Operation Anadyr

Operation Anadyr
Kubakrise 1962: Reichweite der sowjetischen Raketen auf Kuba

Der Codename Anadyr (Анадырь) bezeichnet eine geheime sowjetische Militäroperation während des Kalten Krieges. Sie war nach dem Fluss Anadyr in Sibirien benannt. In ihrem Verlauf wurden ca. 40.000 sowjetische Soldaten sowie mehrere nukleare Mittelstreckenraketen auf der Insel Kuba stationiert.

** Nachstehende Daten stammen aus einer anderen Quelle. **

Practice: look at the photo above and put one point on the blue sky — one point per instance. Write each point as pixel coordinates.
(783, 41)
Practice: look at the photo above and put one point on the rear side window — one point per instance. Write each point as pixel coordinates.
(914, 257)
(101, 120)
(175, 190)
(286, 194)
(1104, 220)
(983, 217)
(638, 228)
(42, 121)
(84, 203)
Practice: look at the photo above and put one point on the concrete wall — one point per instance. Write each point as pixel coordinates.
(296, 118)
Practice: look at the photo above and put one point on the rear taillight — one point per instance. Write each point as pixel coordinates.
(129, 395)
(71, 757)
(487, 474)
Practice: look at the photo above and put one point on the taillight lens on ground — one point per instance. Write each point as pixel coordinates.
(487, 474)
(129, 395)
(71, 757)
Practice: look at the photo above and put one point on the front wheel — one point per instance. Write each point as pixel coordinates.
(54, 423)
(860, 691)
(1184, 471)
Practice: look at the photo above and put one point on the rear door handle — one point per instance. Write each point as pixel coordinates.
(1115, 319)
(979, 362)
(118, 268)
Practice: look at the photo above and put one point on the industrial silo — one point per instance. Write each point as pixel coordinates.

Am 21. Mai 1962 tagte der Verteidigungsrat im Moskauer Kreml, um über das Vorhaben einer Raketenstationierung auf Kuba zu beraten. Zu den Mitgliedern des Verteidigungsrates zählten: Nikita Chruschtschow (Generalsekretär der KPdSU), Frol Koslow, Leonid Breschnew, Alexei Kossygin (Erster Stellvertretender Ministerpräsident), Anastas Mikojan, Rodion Malinowski (Verteidigungsminister), Andrei Gretschko (Oberkommandierender der Truppen des Warschauer Pakts), Alexei A. Jepischew (Leiter der Politischen Hauptverwaltung von Armee und Flotte) und Generaloberst Semjon P. Iwanow (Leiter der operativen Hauptabteilung des sowjetischen Generalstabs). Ziel war es, mit den Raketen Kuba zu schützen und zugleich das sowjetische Drohpotential gegen das US-amerikanische Festland zu verstärken.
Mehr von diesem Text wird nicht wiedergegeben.